The Movie Version
The events in Avatar are kicked off by a corporate expedition to mine unobtanium on a planet called Pandora. No one sees any problem with this plan, because nobody has even a sixth-grade understanding of etymology and the metal is valued at $20 million per kilogram.
The trouble for the mining company is that the main deposit of unobtanium is underneath the homes of the indigenous people, called Na'vi. What takes them from typical slash-and-burn capitalism into downright evil is their willingness to put assets over aliens: They are ready to use military force against a native population if that's what it takes to get at their objective.
The Real Version
The plot of Avatar is kind of a prototypical story about colonialism, so it parallels a lot of other stories about colonialism: Dances With Wolves, Pocahontas, Ernest Goes To Camp, etc.
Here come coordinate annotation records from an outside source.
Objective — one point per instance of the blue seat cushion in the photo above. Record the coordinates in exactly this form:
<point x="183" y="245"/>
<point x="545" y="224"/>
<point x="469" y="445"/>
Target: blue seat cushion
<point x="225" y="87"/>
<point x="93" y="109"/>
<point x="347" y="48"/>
So it wouldn't be surprising to find out that an actual company did something like this a few hundred years ago. But it might be surprising that this kind of thing was still going down in the very modern era of the 1960s.
"We claim all this land in the name of England. Groovy?"
The story mirrors Avatar remarkably closely, only humans are shown to be even bigger assholes. A mining company, Rio Tinto, discovered a rich deposit of ore in a foreign land -- on Bougainville Island, then part of Papua New Guinea. And just as in Avatar, Rio Tinto displaced the Bougainvilleans to build a mine, gave them virtually nothing (0.5-1.25 percent of the profit) in return, and when they tried to stick up for themselves, Rio Tinto unleashed the military against them.
Why The Real One's Worse
Rio Tinto wasn't in control of a mercenary army. The army they sicced on the Bougainvilleans was that of the neighboring larger island of Papua New Guinea. While Rio Tinto was paying Bougainville virtually nothing, they were paying Papua New Guinea rather well. They pressured Papua New Guinea to secure the mine by force, and allegedly even supplied them with military equipment to do so. So rather than a skirmish in which the miners were either repulsed or the locals were subdued, Rio Tinto ignited a ten-year civil war between Bougainville and Papua New Guinea.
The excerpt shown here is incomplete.